Rochelle News-Leader | Norm Skare and an oasis of wilderness
“I always wondered how a real estate man could buy up a farm and put a whole city on it,” he said. “I don’t think it’s right. When we first came out here there was just one other house in the whole area. Now there is a subdivision across the street. I guess I could have gotten a good price for this place, but when I was young, I used to walk in these pretty woods along Kyte Creek with its clear water and think, ‘Someday this would make a good park.’”
So said Norman Lincoln Skare. At the end of the 1800s, John and Martha Skare moved from Norway to the United States of America. They finally settled in Rochelle where they raised their family.
John was an excavator, he dug trenches. John laid some of the first water and sewer lines in our community. John once said that he had shoveled dirt on every road in Rochelle. Norman Lincoln Skare was born on July 22, 1904 in Rochelle. Norm attended Lincoln School and often commented that his class walked down to the railroad tracks to see the Theodore Roosevelt train.

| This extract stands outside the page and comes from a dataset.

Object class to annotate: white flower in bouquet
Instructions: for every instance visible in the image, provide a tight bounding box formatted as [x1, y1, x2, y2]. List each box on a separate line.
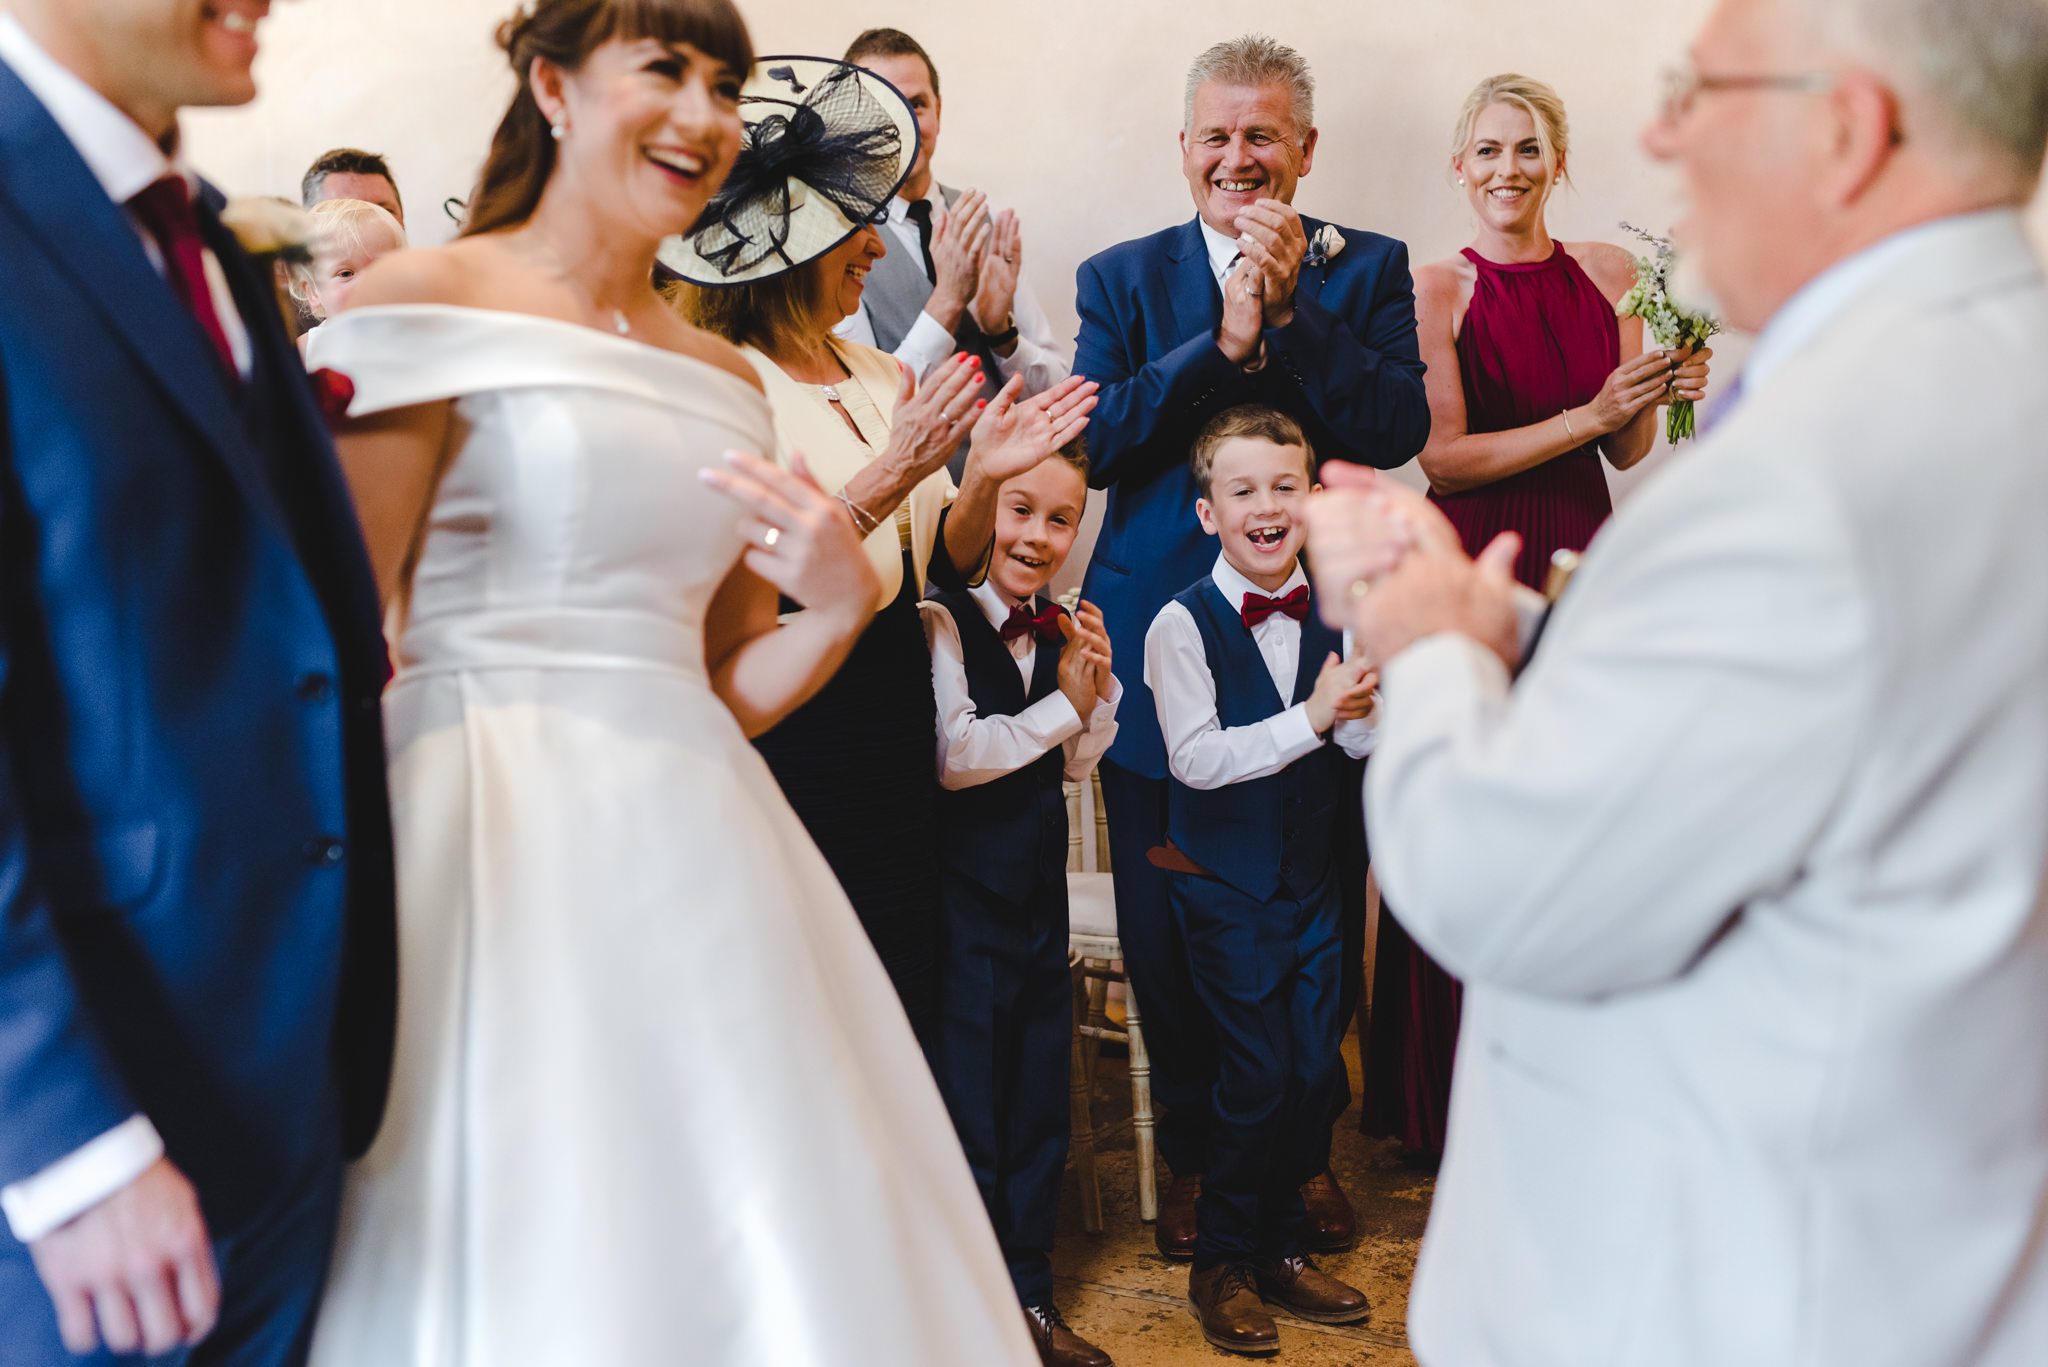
[1614, 222, 1720, 442]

It was 1929 when John and Martha purchased their farm west of Rochelle. The farm was located along an old wagon trail that ran west from Rochelle and intersected Kyte Creek. Today the farm would be at the intersection of Flagg Road and Skare Road on the northwest corner.
The family of six (three sons and one daughter) occupied a small house on 38 acres of mostly wooded land. Martha passed in 1948, her husband John had preceded her in death as had one son and a daughter. The remaining two sons were Robert and Norman.
Robert lived in Rockford and Norm still dwelt at the family farm. Norm worked many years at Rochelle Canning. He also tended to the farm. Norm never married but his farm featured raspberries, strawberries, blackberries, plums, apples, pears and peaches. The chance to pick your own while walking through 38 wooded acres was quite the draw to Rochelle’s city folk.
As the area grew, Norm’s became a magnet for young children to explore and challenge the adventures of nature. Norm allowed young boys and girls to camp on his land, spending the night in the wilds offered by the wooded land. In the morning he might offer apple cider or some fresh honey from his bee hives.
As time passed, an aging Norm Skare lived his life as he always had. He chopped wood to heat his home in the winter, he walked outside to hand pump water for cleaning and cooking. Food was cooked on one of the two wood stoves.
Norm did allow electricity. He enjoyed listening to the radio. At one time Norm had a television but it broke down and he never had it fixed.
The white and red oaks growing on Norm’s farm made the area an oasis of wilderness in a sea of soy beans and corn. The Flagg-Rochelle Park District purchased about 280 acres from the Macklin brothers with the intention of creating a park. Norm loved the thought of a large rural park for the people of the are to enjoy for years to come.
It was in 1972 that Norm donated his 38 acres to the park district. With land in the area selling for up to $15,000 an acre, the value of the property could be more than $500,000. Norm agreed to give the land but reserved the right to live at the farm until the time of his death.
To date, Norm Skare holds the record for the largest donation ever to the park district. The park district returned the favor. As Norm aged and had more and more difficulty living on his own, the park district came to his aide. Park employees would check on Norm’s welfare and see to any needs he might have. They chopped and stacked wood while making sure he was in good health. In 1988, Norm passed, and the park district developed the area, but only minimally. In 1997, a small Norm Skare Museum was added, utilizing an existing corn shed. The trees remain with a small disc golf course threaded through the property.
Even today, when driving by or walking through the trees at Skare Park, one can almost hear Norm say, “Come again, and if you see spring, bring it along.”
Tom McDermott is a Flagg Township Museum historian and Rochelle city councilman.